Der Ansatz von Göpel spricht von eingebetteten Systemen (embedded systems) und meint dabei, dass die Führungsrolle, die die Mainstream-Ökonomie beansprucht, zu Unrecht besteht. Göpels Ansatz unterscheidet mindestens drei Systeme: das soziale, das ökologische und das ökonomische System, die gleichberechtigt nebeneinander stehen („embedded“). Die Realisierung von Veränderungen dürfen in allen drei Systemen keine dysfunktionalen Effekte auslösen. Als Folge dieser Sichtweise wird die Ökonomie ihre heute bestimmende Machtstellung verlieren.
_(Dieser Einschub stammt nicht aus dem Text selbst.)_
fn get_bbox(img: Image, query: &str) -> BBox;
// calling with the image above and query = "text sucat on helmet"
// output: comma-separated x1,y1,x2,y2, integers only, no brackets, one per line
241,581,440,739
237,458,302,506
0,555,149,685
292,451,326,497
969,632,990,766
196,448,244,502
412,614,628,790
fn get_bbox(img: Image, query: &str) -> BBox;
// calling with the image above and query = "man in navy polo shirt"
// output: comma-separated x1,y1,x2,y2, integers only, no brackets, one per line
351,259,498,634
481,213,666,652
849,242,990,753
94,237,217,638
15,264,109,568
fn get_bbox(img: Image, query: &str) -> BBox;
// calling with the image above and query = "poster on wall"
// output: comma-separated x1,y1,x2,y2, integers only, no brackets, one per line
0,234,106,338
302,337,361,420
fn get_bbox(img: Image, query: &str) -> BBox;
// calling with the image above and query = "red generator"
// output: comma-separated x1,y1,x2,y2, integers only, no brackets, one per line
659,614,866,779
Gegenwärtig haben wir eine Ökonomie, die in vielen Fällen die Politik dominiert, weil sich ökonomische Denkkategorien in unser tägliches Leben oft unbemerkt eingeschlichen haben. Wir leben gegenwärtig unter einem ‚Regime‘, dass etwa folgende Abstufungen toleriert: Wirtschaft als erste Priorität, dann die Politik und als Additiv können auch ökologische Gesichtspunkte eine Rolle spielen. Die Wirtschaft entscheidet, was gemacht wird, die Politik sekundiert in aller Regel diensteifrig und die Ökologie wird in dem globalen Spiel als weitgehend störend empfunden. Ökologisch notwendige Maßnahmen werden gemäß des herrschenden Paradigmas nach ökonomischen Kriterien einer kurzfristigen Nutzen-Kosten-Analyse beurteilt und haben keine Chancen, diese Sichtweise zu durchbrechen, weil die ökonomischen Kriterien für sich in Anspruch nehmen, die einzig richtige Rationalität zu verkörpern.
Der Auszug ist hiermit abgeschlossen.